By this time, the independence movement was being carried by the citizens’ committees movement that had arisen in Estonia. On 24 February 1989, registration of Estonian citizens began on the proposal of the Estonian National Independence Party, the Christian Union and the Heritage Preservation Society. The aim was to hold free elections to a new independent representative body, the Congress of Estonia. Although registration progressed slowly in the beginning, a breakthrough took place in summer. On 11 November 1989, the representatives of the committees elected the head Estonian Citizens Committee headed by Tunne Kelam. While just six months ago, some Estonians had considered the bid for freedom unrealistic, now the majority of them were firmly in the independence camp.
Estonia’s return to independence, 1990-1991
The Congress of Estonia elections on 24 February 1990 became an independence referendum of sorts. The Congress of Estonia convened on 11 and 12 March 1990, affirming the continuity of the state of Estonia in spite of decades of occupation. The same trend was continued by the new Supreme Council, elected from the general population on 18 March 1990, which declared a period of transition to the restoration of the Republic of Estonia. The Supreme Council elections were won by the Popular Front, whose leader, Edgar Savisaar, became prime minister of the Estonian SSR.

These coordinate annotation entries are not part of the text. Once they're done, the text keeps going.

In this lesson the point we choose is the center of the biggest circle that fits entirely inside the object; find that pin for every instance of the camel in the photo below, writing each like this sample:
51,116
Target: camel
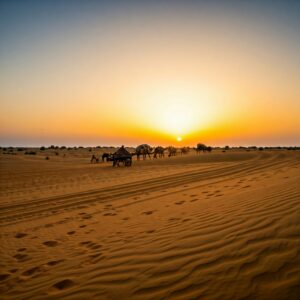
143,150
201,147
106,156
184,150
159,151
172,151
94,159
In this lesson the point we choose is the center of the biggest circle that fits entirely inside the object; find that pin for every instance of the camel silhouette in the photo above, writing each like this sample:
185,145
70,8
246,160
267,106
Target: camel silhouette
143,150
159,151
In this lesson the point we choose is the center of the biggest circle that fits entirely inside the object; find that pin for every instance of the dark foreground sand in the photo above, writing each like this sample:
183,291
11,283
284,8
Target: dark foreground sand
213,226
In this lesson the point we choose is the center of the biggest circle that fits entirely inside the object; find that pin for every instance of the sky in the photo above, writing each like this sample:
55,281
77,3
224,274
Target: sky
157,72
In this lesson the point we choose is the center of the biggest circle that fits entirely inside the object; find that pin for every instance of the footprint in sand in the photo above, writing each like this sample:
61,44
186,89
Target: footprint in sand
21,249
48,225
4,277
20,235
87,217
179,202
85,243
54,262
150,212
64,284
109,214
51,243
21,257
185,220
31,271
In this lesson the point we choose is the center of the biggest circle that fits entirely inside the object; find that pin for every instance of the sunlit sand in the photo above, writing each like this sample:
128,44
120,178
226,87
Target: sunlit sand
220,225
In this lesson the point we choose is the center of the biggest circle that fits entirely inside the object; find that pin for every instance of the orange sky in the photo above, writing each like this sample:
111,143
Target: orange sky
149,74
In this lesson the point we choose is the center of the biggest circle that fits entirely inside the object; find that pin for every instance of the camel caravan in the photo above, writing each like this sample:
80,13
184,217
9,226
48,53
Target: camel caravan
123,157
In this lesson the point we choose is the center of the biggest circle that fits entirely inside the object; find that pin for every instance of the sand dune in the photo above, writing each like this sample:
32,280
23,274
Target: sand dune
212,226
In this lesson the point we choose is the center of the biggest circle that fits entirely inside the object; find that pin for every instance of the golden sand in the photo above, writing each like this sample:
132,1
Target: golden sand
210,226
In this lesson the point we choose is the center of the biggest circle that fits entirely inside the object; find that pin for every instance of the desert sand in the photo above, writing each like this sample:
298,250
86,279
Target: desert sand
209,226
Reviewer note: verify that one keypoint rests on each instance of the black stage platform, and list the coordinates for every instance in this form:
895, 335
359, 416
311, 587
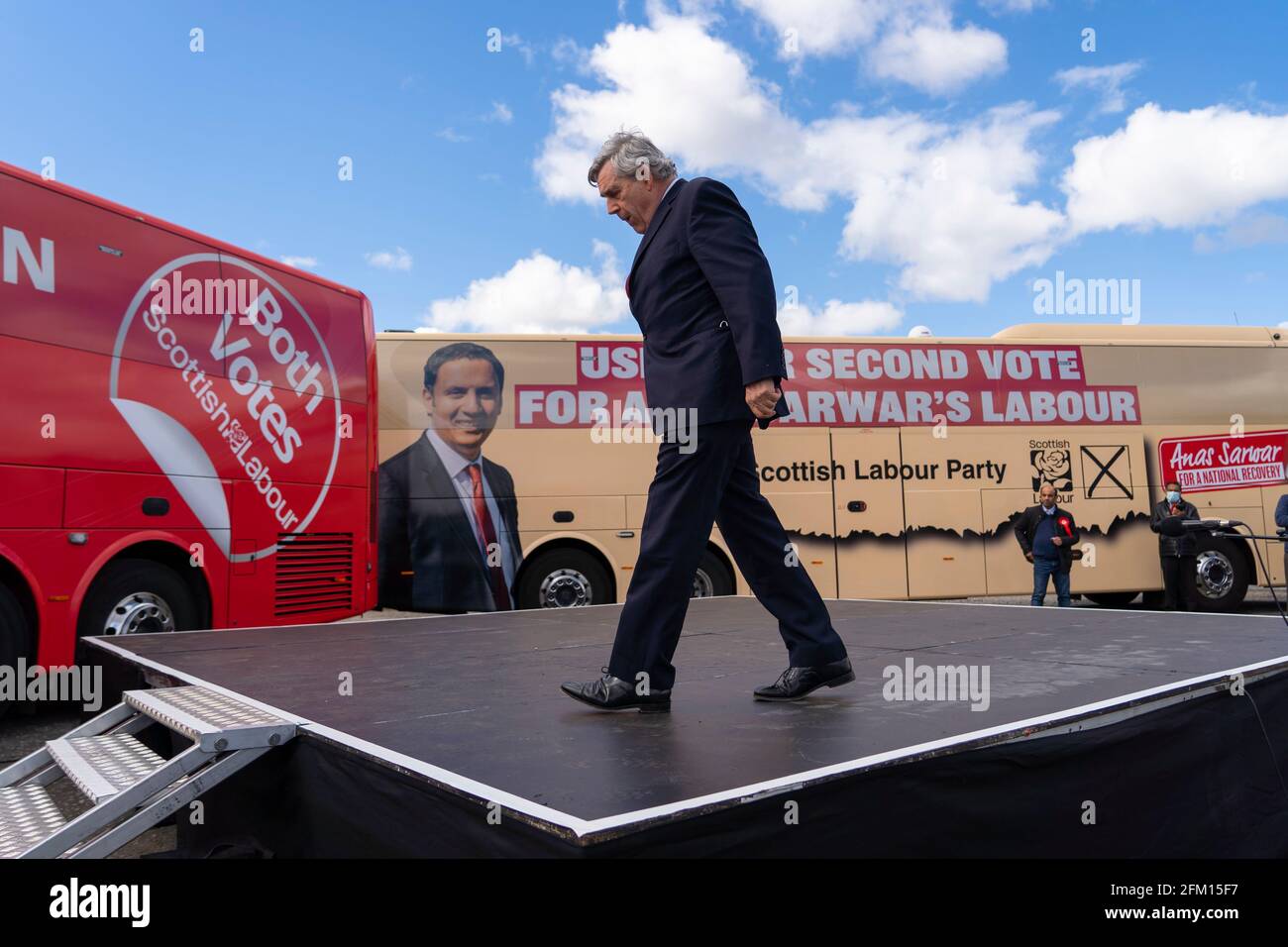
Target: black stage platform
1107, 733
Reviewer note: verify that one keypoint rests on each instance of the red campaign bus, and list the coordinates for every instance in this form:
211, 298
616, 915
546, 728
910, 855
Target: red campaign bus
187, 431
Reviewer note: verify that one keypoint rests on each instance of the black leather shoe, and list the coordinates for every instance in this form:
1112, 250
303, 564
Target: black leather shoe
614, 693
797, 682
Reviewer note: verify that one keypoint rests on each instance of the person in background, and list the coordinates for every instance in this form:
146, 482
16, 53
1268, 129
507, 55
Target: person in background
1047, 535
1282, 522
1176, 553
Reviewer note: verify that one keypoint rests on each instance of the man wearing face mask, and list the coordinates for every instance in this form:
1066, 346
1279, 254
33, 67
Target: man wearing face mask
1282, 522
1176, 553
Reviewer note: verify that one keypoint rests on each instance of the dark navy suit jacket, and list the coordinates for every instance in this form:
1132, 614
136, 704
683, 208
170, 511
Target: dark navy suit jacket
424, 531
703, 296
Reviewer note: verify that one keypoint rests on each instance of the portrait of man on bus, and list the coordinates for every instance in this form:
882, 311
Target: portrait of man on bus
449, 517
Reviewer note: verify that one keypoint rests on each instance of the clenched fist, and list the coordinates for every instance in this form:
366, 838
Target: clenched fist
761, 397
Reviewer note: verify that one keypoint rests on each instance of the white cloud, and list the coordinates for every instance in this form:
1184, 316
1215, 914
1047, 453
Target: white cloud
537, 294
1013, 5
1104, 80
822, 27
568, 52
397, 260
870, 317
912, 42
1177, 169
935, 56
939, 201
953, 219
1247, 231
520, 46
300, 262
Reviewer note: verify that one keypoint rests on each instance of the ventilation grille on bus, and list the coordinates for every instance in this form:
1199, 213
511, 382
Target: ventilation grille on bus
314, 573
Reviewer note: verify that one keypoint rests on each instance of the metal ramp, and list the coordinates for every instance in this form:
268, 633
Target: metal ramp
129, 787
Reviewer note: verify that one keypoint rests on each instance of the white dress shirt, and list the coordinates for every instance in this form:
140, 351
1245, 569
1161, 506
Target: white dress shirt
456, 470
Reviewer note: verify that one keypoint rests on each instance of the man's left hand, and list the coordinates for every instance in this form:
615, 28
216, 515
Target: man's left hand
761, 397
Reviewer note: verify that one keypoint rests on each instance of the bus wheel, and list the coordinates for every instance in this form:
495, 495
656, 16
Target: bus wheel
1112, 599
14, 635
565, 579
134, 596
712, 578
1220, 577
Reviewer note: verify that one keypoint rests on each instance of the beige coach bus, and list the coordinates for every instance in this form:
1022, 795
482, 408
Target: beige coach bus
905, 462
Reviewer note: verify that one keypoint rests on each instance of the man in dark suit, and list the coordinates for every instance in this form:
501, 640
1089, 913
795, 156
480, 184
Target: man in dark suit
1176, 554
1047, 535
703, 296
449, 518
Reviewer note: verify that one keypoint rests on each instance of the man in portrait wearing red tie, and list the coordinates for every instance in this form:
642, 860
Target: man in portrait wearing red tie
449, 518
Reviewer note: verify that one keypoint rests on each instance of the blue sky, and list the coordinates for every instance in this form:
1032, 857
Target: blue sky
919, 162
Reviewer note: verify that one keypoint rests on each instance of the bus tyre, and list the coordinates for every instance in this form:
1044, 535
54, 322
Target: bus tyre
14, 635
1222, 575
137, 596
711, 578
1112, 599
565, 579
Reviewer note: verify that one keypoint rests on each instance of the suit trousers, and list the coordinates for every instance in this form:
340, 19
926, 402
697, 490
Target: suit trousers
717, 482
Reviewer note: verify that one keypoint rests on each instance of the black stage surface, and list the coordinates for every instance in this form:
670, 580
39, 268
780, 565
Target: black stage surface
1107, 733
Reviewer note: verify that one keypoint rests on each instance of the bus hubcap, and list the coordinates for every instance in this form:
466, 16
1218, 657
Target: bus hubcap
566, 589
1216, 575
141, 612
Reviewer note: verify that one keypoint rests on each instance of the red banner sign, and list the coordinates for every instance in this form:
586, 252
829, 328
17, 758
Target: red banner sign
836, 384
1224, 462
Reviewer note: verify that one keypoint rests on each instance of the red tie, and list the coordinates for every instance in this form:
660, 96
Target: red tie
484, 521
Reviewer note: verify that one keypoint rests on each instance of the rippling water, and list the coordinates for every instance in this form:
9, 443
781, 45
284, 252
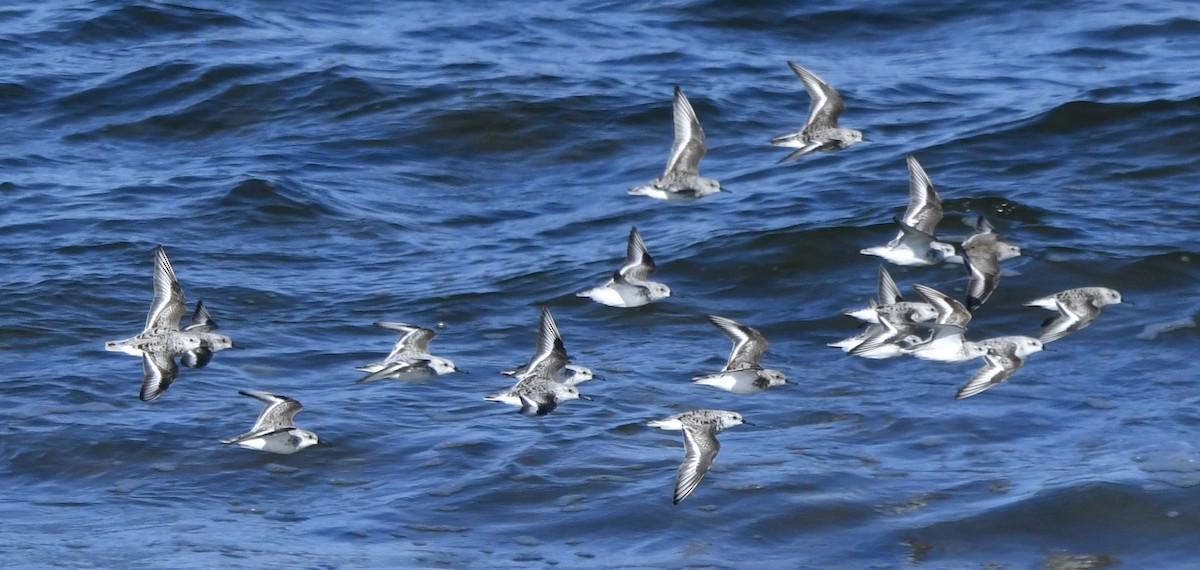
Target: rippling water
315, 166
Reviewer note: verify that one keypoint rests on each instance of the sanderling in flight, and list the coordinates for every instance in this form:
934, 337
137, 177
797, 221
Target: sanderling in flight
570, 375
682, 179
821, 131
893, 335
915, 244
700, 429
629, 286
892, 301
983, 252
742, 372
162, 339
892, 323
1077, 309
409, 359
945, 342
275, 430
537, 391
1002, 357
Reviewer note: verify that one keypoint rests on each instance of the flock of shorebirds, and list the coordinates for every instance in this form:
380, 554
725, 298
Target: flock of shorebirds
933, 329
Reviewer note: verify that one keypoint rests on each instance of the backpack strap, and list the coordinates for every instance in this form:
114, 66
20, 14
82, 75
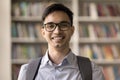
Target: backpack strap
85, 68
84, 65
33, 68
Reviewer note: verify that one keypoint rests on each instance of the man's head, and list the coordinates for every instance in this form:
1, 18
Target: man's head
57, 26
58, 7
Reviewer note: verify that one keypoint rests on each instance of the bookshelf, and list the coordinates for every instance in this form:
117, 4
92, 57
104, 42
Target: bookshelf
27, 42
98, 24
95, 34
5, 59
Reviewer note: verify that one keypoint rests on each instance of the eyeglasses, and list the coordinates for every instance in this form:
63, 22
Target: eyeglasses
63, 26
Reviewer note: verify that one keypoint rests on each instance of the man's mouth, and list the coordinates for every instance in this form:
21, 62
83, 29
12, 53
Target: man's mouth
58, 37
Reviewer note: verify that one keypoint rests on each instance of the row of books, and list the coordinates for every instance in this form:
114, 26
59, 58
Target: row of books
111, 72
99, 9
100, 52
102, 30
25, 8
27, 30
28, 51
15, 73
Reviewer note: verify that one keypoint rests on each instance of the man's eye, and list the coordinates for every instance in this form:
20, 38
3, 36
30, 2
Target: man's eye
65, 24
50, 25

Moscow did not recognize the decisions taken by Estonia and began applying pressure on Estonia. On 15 May 1990, Moscow-minded demonstrators attempted to seize Toompea castle, but were rebuffed by opposition from the people, who hastened to the aid of the Supreme Council.
Early in 1991, Soviet leaders opted for the use of force to quash the Baltic bids for independence. Bloody events in Vilnius and Riga led to barricades in the streets of Tallinn as well. The intervention of Russian President Boris Yeltsin helped resolve the crisis. The Baltic question had by this time risen to the level of international politics, a topic in talks among superpowers. A public poll held on 3 March 1991 also helped the cause, forestalling a pan-Soviet referendum on the issue of preservation of the Soviet Union. In the Estonian poll, 77% voted for Estonian independence. Moscow continued to wave a treaty of union at the Estonians, hinting at economic sanctions in the case of non-compliance.
The impasse was resolved by an attempted coup by Soviet hardliners on 19 August 1991, which failed rapidly. In Estonia, an understanding was reached between the two rival political movements, and in defiance of approaching tanks, the Supreme Council in coordination with the Congress of Estonia adopted a decision on national independence on 20 August 1991. The failed putsch was followed by the recognition of Estonian independence, first by Russia and some time later, by the Soviet Union. Within a month’s time, leading Western countries had reinstated diplomatic relations with Estonia and on 17 September 1991, the flags of all three Baltic States were raised in front of the headquarters of the UN in New York — Estonia had returned to the fold of the world’s free nations.